Il concerto-spettacolo di Laurie Anderson ha inaugurato la trentaquattresima edizione del Ravenna Festival
RAVENNA, 7 giugno 2023 – C’era una volta l’avanguardia newyorkese. Una comunità artistica cui appartenevano musicisti, scrittori, cineasti, danzatori, artisti visivi e tanto altro ancora, animati dalla convinzione che l’arte potesse incidere a livello politico e impegnati nel veicolare idee pacifiste, nel difendere i diritti dei neri, dei detenuti, di tutte le minoranze. Aggregazioni umane che si componevano e rimodulavano in modo diverso con il passare degli anni, nel comune obiettivo della sperimentazione e della ricerca. A tutto campo. Cosa sia rimasto oggi di quella stagione, forse anche mitizzata dal nostro immaginario, è difficile dirlo. Adesso certe aspirazioni libertarie si sono stemperate, tutt’al più, nel “politicamente corretto” e nelle istanze ambientaliste, e molti fra gli esponenti più significativi sono usciti di scena talvolta in modo tragico.
Presenza fra le più incisive nel panorama newyorkese, Laurie Anderson, pioniera della multimedialità, performer e artista a tutto tondo, polistrumentista e vocalist, sembra essere passata indenne attraverso gli assalti del tempo. Non solo sul piano fisico (è del 1947 e sembra una ragazzina per l’energia che promana in scena), grazie a un magnetismo ancora sorprendente, ma soprattutto per la coerenza con cui ha perseverato nella ricerca di nuove possibilità offerte dalla tecnologia, coniugate a un’incessante esplorazione introspettiva capace di scendere sempre più in profondità: dove c’è spazio anche per l’aspetto sentimentale, compreso il tenero ricordo per la propria cagnolina morta.
Insieme ai Sexmob – cinque ottimi strumentisti guidati dal trombettista Steven Bernstein, anche loro dei veterani della scena newyorkese – Laurie Anderson ha aperto il trentaquattresimo Ravenna Festival con il concerto-spettacolo LET X = X, che è il titolo di un brano del suo disco Big Science, inciso nel 1982.
Un racconto musicale in cui affiorano lentamente il suo lungo percorso esplorativo e gli echi delle tante collaborazioni artistiche instaurate nel tempo.
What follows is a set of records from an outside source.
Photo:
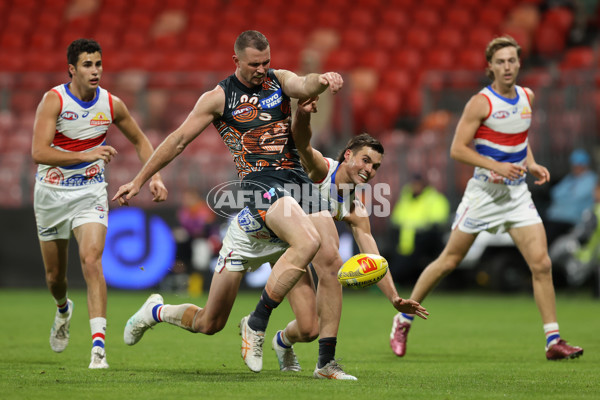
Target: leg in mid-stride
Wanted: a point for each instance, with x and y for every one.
(531, 242)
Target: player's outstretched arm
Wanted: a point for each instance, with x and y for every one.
(208, 107)
(44, 129)
(312, 160)
(311, 85)
(359, 223)
(129, 127)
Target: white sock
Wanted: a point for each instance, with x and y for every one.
(172, 314)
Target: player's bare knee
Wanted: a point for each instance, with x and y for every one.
(542, 267)
(448, 263)
(306, 249)
(54, 278)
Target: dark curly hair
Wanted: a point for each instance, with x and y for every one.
(81, 46)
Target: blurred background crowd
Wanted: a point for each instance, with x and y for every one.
(409, 67)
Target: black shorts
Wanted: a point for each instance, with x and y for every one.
(268, 186)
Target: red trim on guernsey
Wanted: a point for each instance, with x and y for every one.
(112, 110)
(490, 103)
(59, 97)
(505, 139)
(67, 143)
(460, 219)
(321, 181)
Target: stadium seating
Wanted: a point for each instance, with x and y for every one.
(172, 50)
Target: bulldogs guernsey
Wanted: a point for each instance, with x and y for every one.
(81, 126)
(338, 205)
(255, 126)
(503, 134)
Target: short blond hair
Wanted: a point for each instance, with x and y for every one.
(497, 44)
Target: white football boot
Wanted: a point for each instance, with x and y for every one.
(332, 370)
(252, 344)
(59, 334)
(98, 358)
(285, 356)
(141, 321)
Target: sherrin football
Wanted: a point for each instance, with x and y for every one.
(362, 270)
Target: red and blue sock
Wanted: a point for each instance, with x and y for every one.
(98, 327)
(552, 333)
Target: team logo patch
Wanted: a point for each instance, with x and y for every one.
(245, 112)
(526, 113)
(268, 140)
(268, 195)
(247, 222)
(500, 114)
(92, 171)
(99, 119)
(475, 223)
(54, 176)
(69, 115)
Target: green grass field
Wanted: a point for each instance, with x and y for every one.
(472, 347)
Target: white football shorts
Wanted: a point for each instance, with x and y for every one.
(248, 244)
(495, 208)
(59, 210)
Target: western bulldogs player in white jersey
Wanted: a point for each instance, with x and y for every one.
(497, 199)
(69, 144)
(337, 181)
(248, 244)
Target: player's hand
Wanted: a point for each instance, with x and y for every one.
(158, 190)
(308, 105)
(125, 193)
(511, 171)
(333, 80)
(409, 306)
(105, 153)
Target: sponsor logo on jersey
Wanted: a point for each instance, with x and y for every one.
(247, 222)
(42, 231)
(99, 119)
(245, 112)
(272, 101)
(500, 114)
(69, 115)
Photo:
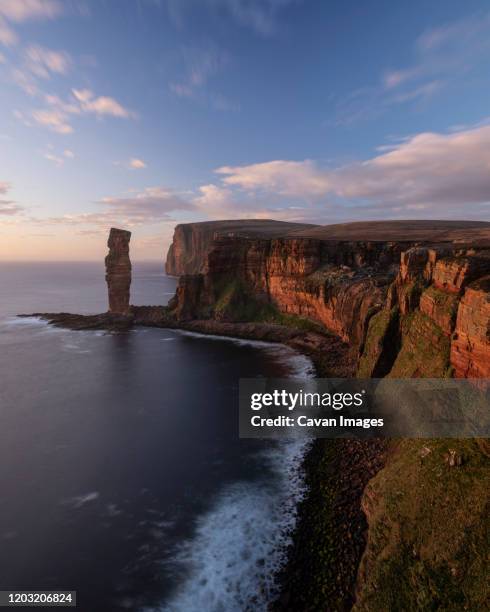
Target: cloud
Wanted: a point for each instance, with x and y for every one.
(54, 120)
(152, 205)
(19, 11)
(442, 58)
(43, 62)
(39, 63)
(200, 66)
(101, 105)
(60, 159)
(57, 117)
(8, 207)
(261, 16)
(136, 164)
(218, 202)
(430, 173)
(291, 178)
(7, 36)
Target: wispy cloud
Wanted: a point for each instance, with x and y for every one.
(57, 115)
(201, 65)
(58, 159)
(100, 105)
(19, 11)
(261, 16)
(136, 164)
(430, 174)
(152, 205)
(442, 57)
(8, 207)
(43, 62)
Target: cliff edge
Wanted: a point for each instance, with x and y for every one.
(192, 241)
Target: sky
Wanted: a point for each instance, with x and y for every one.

Dai primi passi compiuti nella multimedialità, che sembrano evocare le stesse emozioni suscitate quando con il suo pionieristico violino elettrico aveva inscenato la performance musicalteatrale O Superman, al Festival di Santarcangelo nel lontano 1981 (allora quelle sonorità minimaliste s’intrecciavano a una tecnologia certo più rudimentale di quella di adesso, ma dal fascino parimenti irresistibile). Nella serata ravennate, grazie anche alla perfetta complicità con i Sexmob, si avvale di suggestive proiezioni, di una raffinata illuminazione e un apparato tecnologico sofisticatissimo, eppure mai invasivo, a cominciare dai volumi sonori sempre perfettamente calibrati. Tutto concepito per procedere in perfetto sincrono con la musica.
Ed ecco che ritornano gli echi di The End of the Moon – non bisogna dimenticare che è stata la prima artista in residence della NASA – insieme a quelli legati alla collaborazione con l’uomo che ha sposato, Lou Reed, il grande rivoluzionario del rock, di cui ha reinterpretato alcune musiche. Non solo: la conclusione del concerto, dove è riuscita a coinvolgere attivamente anche il pubblico, ruotava attorno a un suo affettuoso ricordo, nel segno del Tai Chi, la disciplina che il marito tanto amava. Ma sono soprattutto le riflessioni sull’ossessione tecnologica odierna a toccare un nervo oggi più che mai scoperto, e a incidersi nella mente dell’ascoltatore: «se pensi che la tecnologia risolverà i tuoi problemi, significa che non capisci la tecnologia e nello stesso tempo non capisci i tuoi problemi».